Range operator is exactly what is needed in this method. Placing the two described INDEX functions on either side of the range operator will return the desired range.

In the following screen shot from the example file we see the data table has columns for ID, Class, and Species and the end user should be able to select the desired Class and then get the related Species pick list in the adjacent cell. Both static pick lists are contained on the TBL02-Species worksheet and all tables in the model are structured tables.

Data Validation via Dynamic Named Range

Reviewing the INDEX functions on each side of the range operator will illustrate how the final range is being determined. Note that in the screenshot above and the example file the left side of the equation is listed first then the colon and the right side of the colon is listed next on its own line. The INDEX function on the left side of the colon (range operator) is:

= INDEX (tbl_species[Species], MATCH(tbl_data[@Class], tbl_species[Class],0) )

Recall that INDEX returns a reference of the cell at the intersection of a particular row and column in a given range. By using MATCH to define the row and using the species list, tbl_species[Species], as the reference range for INDEX we get the reference to the start of the range we ultimately want. MATCH is simply looking at a particular record’s selected Class and then returning the row number of that class from the Class list, tbl_species[Class].

The INDEX function on the right side of the colon is slightly more complex because it also uses COUNTIF. We already know the starting row of the desired range (from the INDEX function on the left side of the colon) but we need to determine the final row. By adding the COUNTIF portion to the end of the equation we arrive at the final row. The COUNTIF is determining how many times a record’s Class appears in the Class list, tbl_species[Class].

The final formula used to define the named range pick_species:

= INDEX(tbl_species[Species],MATCH(tbl_data[@Class],tbl_species[Class],0)) : INDEX(tbl_species[Species],MATCH(tbl_data[@Class],tbl_species[Class],0) + COUNTIF(tbl_species[Class],tbl_data[@Class]) - 1)

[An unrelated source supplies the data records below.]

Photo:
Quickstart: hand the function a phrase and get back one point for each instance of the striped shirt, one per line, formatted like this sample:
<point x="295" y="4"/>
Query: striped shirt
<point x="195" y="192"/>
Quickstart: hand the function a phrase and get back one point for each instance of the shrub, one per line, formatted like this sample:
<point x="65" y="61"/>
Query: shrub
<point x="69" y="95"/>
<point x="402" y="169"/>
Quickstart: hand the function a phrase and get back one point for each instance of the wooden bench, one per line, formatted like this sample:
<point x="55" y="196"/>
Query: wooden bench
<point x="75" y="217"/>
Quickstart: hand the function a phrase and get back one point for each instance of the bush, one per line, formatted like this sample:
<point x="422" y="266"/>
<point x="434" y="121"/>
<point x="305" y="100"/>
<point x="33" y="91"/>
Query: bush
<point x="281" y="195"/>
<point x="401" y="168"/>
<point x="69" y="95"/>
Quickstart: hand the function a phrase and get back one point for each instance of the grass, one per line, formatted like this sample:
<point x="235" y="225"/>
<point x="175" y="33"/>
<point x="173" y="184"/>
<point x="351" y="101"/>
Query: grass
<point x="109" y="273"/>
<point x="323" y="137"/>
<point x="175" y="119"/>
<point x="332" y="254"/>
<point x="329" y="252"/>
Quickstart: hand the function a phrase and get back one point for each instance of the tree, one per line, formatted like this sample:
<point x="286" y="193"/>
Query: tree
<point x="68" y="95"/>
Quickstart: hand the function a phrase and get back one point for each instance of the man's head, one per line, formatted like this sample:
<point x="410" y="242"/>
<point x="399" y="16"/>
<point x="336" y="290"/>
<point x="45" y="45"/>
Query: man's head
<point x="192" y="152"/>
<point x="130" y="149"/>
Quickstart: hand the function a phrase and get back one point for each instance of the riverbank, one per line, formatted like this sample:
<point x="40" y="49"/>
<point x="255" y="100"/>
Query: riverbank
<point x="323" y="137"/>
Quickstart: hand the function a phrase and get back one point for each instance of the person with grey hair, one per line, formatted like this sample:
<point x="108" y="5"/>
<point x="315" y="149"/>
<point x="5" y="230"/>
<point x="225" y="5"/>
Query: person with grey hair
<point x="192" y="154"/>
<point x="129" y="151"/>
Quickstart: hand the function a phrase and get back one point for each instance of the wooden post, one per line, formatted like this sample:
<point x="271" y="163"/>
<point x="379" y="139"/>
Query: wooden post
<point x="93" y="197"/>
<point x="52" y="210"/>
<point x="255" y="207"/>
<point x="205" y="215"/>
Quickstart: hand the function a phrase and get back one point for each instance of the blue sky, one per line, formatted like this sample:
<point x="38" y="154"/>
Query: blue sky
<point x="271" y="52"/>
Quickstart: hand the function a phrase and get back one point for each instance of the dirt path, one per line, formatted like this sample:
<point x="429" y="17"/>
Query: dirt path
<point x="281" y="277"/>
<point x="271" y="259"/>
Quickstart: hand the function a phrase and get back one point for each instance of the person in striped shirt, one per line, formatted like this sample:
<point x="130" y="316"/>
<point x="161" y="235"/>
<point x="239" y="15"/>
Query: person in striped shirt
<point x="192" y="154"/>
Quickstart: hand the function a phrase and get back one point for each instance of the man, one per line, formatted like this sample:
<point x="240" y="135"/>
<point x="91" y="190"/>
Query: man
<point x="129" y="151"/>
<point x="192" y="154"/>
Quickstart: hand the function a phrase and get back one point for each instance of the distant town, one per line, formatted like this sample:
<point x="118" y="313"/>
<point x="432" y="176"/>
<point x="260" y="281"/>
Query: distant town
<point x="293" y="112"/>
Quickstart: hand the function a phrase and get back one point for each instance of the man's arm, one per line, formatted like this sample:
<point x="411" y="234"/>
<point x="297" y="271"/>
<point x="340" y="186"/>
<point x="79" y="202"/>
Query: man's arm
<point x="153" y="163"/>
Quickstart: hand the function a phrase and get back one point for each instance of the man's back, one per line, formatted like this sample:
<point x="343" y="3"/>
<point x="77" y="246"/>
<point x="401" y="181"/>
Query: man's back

Considering a specific example will further illustrate how the formula for the named range is working. For record ID 1, the selected Class in the example workbook is Mammal. The first Species in the list for Mammal is Lion and Mammal appears 5 times in the Class list but since we are already starting on the Lion row of the Species list the formula only needs to go down 4 additional rows to arrive at the bottom (Mouse) so that is why there is a minus one after the COUNTIF on the right side of the range operator. Substituting all of this into the formula for the pick_species named range:

= INDEX(tbl_species[Species], MATCH (Mammal, tbl_species[Class],0)) : \n
INDEX(tbl_species[Species], MATCH (Mammal, tbl_species[Class],0) + COUNTIF(tbl_species[Class], Mammal) - 1)

evaluates to

= INDEX(tbl_species[Species], 1 ) : INDEX(tbl_species[Species], 1 + 5 - 1)

evaluates to

= Lion : Mouse

The formula returns a list starting with Lion and ending with Mouse. Exactly what is needed.